Flash conjoncture France - Une divergence encore marquée entre l’inflation perçue et l’inflation mesurée
L’épisode inflationniste de 2022-2023 aurait laissé des séquelles sur les consommateurs français selon une étude de la Banque de France publiée mi-juillet[1]. Cette étude tente d’expliquer pourquoi l’écart entre l’inflation perçue par les ménages et l’inflation mesurée s’est accru depuis 2025, et ce que cela implique sur les comportements de consommation et d’épargne des ménages[2].
L’inflation ressentie par les ménages a diminué plus lentement que l’inflation mesurée depuis 2023, entrainant un écart croissant entre les deux indicateurs (de 4 pt en 2022 à 8 pt en 2025), alors même que l’inflation s’est établie à moins de 1 % en moyenne en 2025. Cet écart croissant s’explique par :
(i) La temporalité de la formation des perceptions d’inflation : les ménages forment leurs perceptions d’inflation sur un horizon qui dépasse généralement un an. Les sondés sont ainsi meilleurs pour estimer l’inflation cumulée depuis 2021 que l’inflation en glissement annuel. En conséquence, ils ont tendance à inclure l’épisode inflationniste de 2022-2023 dans leur perception de l’inflation en glissement annuel ;
(ii) La surpondération des produits achetés fréquemment : les ménages tendent à accorder plus d’importance à l’évolution des prix des produits achetés fréquemment, comme les produits alimentaires et les carburants. Pour ces prix, le point (i) est particulièrement marqué : 80 % des ménages considèrent que l’inflation alimentaire était encore forte en 2024 et 2025 tandis qu’elle s’est établie autour de 1 % en 2024 et 2025 d’après les données de l’Insee ;
(iii) L’asymétrie entre hausses et baisses de l’inflation : une série de questions sur l’évolution de certaines catégories du panier de l’IPC permet d’observer que les ménages s’aperçoivent davantage des hausses de prix que des baisses.

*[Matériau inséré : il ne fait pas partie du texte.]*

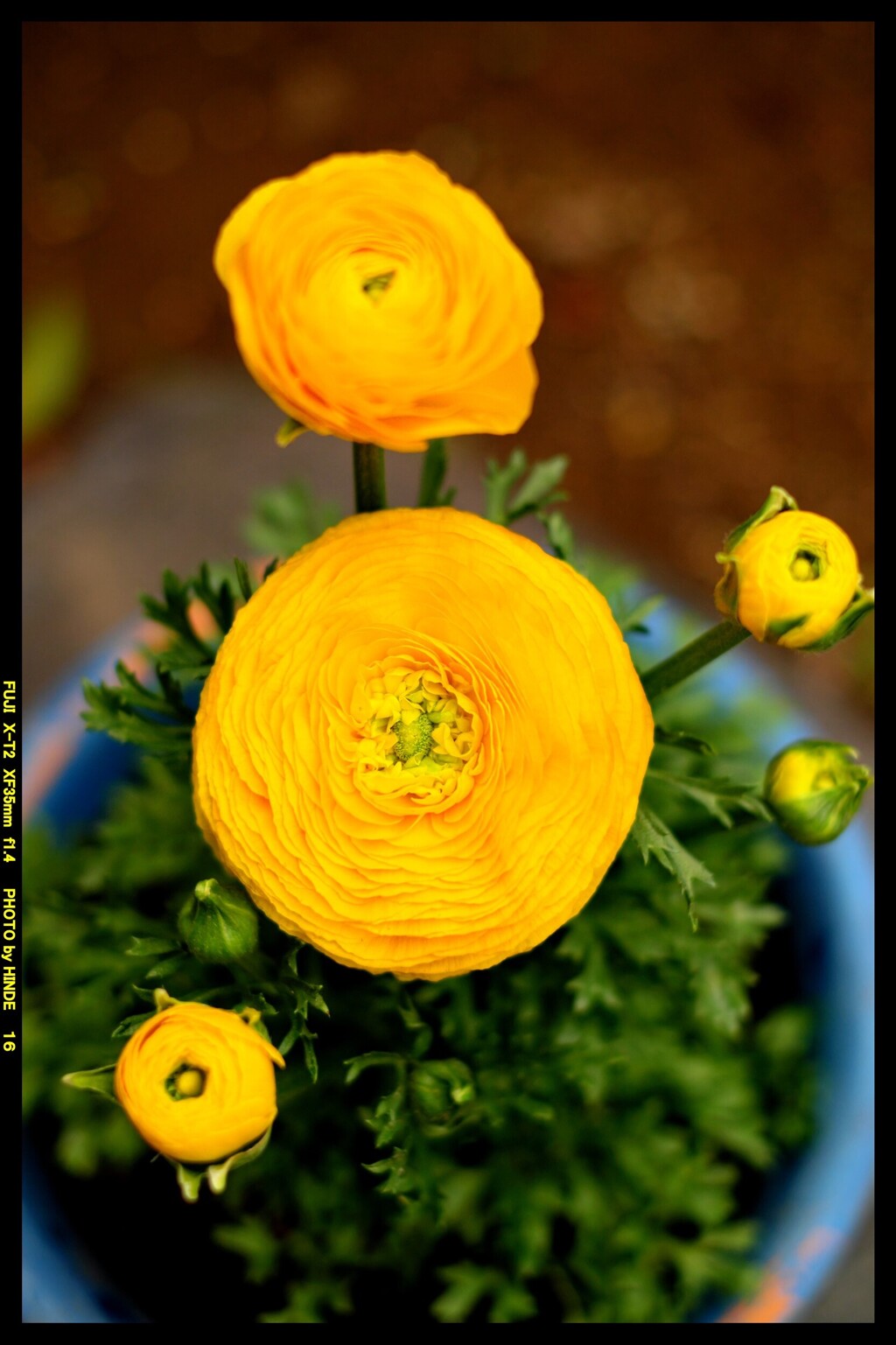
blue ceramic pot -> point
(810, 1209)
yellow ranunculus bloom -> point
(375, 300)
(198, 1083)
(790, 578)
(422, 744)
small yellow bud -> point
(814, 789)
(791, 578)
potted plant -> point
(418, 746)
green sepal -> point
(776, 502)
(288, 431)
(220, 924)
(858, 611)
(94, 1080)
(825, 809)
(215, 1174)
(775, 631)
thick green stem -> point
(696, 655)
(433, 473)
(370, 478)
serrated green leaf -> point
(540, 487)
(500, 482)
(686, 741)
(718, 796)
(150, 947)
(357, 1064)
(655, 841)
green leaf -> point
(467, 1285)
(150, 947)
(655, 841)
(109, 711)
(284, 518)
(718, 796)
(560, 536)
(164, 967)
(357, 1064)
(432, 476)
(500, 482)
(538, 490)
(94, 1080)
(128, 1026)
(686, 741)
(721, 997)
(54, 362)
(398, 1179)
(256, 1243)
(290, 431)
(242, 578)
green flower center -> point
(186, 1082)
(413, 739)
(377, 285)
(415, 731)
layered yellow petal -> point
(422, 744)
(375, 300)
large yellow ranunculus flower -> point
(377, 300)
(422, 744)
(790, 578)
(198, 1083)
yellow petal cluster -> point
(377, 300)
(795, 568)
(198, 1083)
(422, 744)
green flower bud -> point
(814, 789)
(439, 1087)
(218, 924)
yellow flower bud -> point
(791, 578)
(198, 1083)
(814, 789)
(377, 300)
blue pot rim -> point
(813, 1207)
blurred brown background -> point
(695, 197)
(696, 200)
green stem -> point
(696, 655)
(370, 478)
(433, 473)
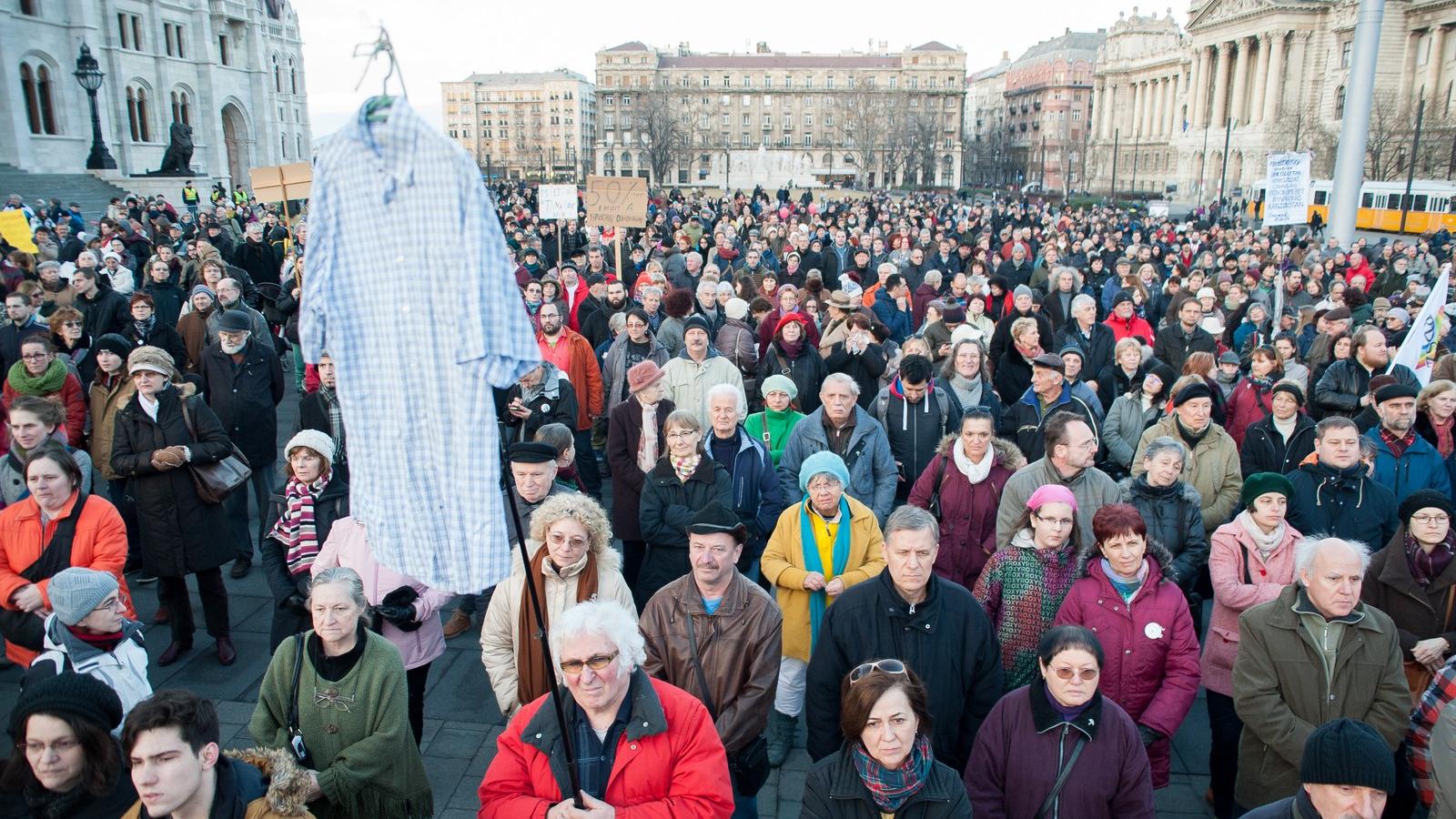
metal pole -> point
(1354, 130)
(1416, 152)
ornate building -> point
(877, 118)
(232, 70)
(538, 126)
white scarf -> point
(975, 472)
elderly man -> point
(1336, 494)
(698, 368)
(673, 761)
(1404, 460)
(1344, 387)
(1312, 654)
(717, 634)
(1070, 452)
(757, 496)
(910, 614)
(242, 382)
(846, 430)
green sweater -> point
(366, 756)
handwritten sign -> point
(558, 201)
(616, 201)
(1286, 198)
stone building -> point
(875, 118)
(232, 70)
(524, 126)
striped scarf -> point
(296, 526)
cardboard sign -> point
(558, 201)
(616, 201)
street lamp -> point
(87, 73)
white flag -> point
(1419, 349)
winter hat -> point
(783, 383)
(1263, 482)
(76, 592)
(644, 375)
(152, 359)
(1347, 753)
(1416, 501)
(823, 462)
(315, 440)
(116, 344)
(75, 694)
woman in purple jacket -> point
(1140, 618)
(1056, 723)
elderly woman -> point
(407, 606)
(84, 530)
(677, 763)
(335, 697)
(572, 561)
(826, 523)
(41, 373)
(1023, 584)
(961, 487)
(1060, 731)
(300, 515)
(887, 767)
(682, 481)
(157, 433)
(1126, 595)
(1249, 562)
(65, 763)
(1171, 508)
(635, 442)
(1414, 581)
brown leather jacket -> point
(739, 647)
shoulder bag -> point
(216, 481)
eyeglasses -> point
(888, 666)
(596, 662)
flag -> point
(1419, 349)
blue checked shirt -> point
(410, 288)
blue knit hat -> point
(819, 464)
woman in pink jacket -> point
(405, 608)
(1126, 595)
(1251, 560)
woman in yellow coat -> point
(820, 547)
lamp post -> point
(89, 75)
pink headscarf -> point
(1052, 493)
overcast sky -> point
(437, 40)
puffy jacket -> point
(500, 632)
(670, 763)
(946, 639)
(1346, 503)
(967, 511)
(1150, 646)
(871, 465)
(1174, 516)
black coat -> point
(946, 639)
(834, 790)
(245, 398)
(179, 533)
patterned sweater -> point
(1023, 588)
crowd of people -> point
(972, 496)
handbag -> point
(215, 481)
(750, 763)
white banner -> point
(1419, 349)
(557, 201)
(1286, 198)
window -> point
(40, 109)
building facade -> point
(524, 126)
(232, 70)
(775, 118)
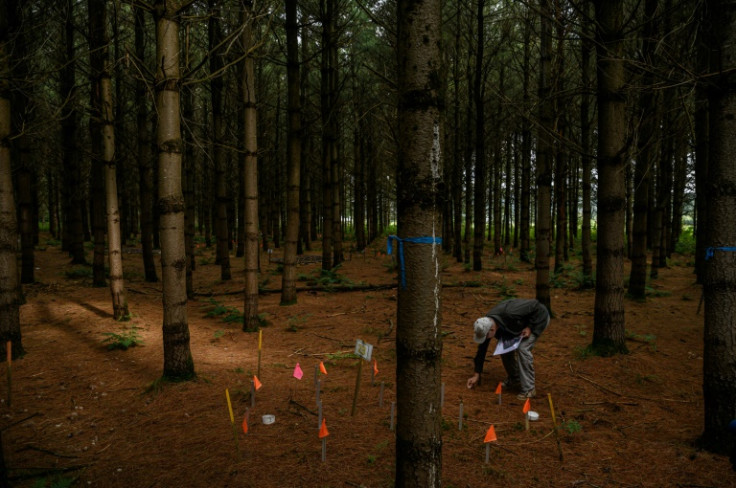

Par exemple, moins de 5 % des ménages indiquent que les prix de l’électricité ont baissé en 2025 alors qu’ils ont diminué d’environ 15 %.
L’écart entre la perception de l’inflation des ménages et l’inflation réalisée entraine un écart entre la perception des évolutions du pouvoir d’achat et les évolutions mesurées du pouvoir d’achat, ce qui peut expliquer le niveau élevé du taux d’épargne ces dernières années. 80 % des ménages estiment que leur revenu a augmenté moins vite que les prix entre 2021 et 2025, alors qu’il a en moyenne stagné sur la période. Cela implique une modification des comportements de consommation pour quasiment deux tiers des sondés (telle qu’une attention plus grande accordée aux changements de prix, un renoncement ou un report de certaines dépenses, etc.), en particulier pour ceux qui surestiment l’inflation ces dernières années. Cependant, les ménages qui considèrent que leur revenu a augmenté plus vite que les prix indiquent qu’ils ont eu tendance à l’épargner, ce qui a également pu contribuer au maintien d’un taux d’épargne agrégé élevé.
[1] L’enquête a été menée par la Banque de France avec l’institut CSA auprès de 4 000 ménages français entre le 4 novembre et le 5 décembre 2025.
[2] Le questionnaire comporte plusieurs questions sur leur estimation de l’inflation totale et par composante sur les 12 derniers mois et cumulée depuis 2021 et de l’évolution du revenu et du pouvoir d’achat, ainsi que des questions sur leurs comportements de consommation, d’épargne et d’emprunt.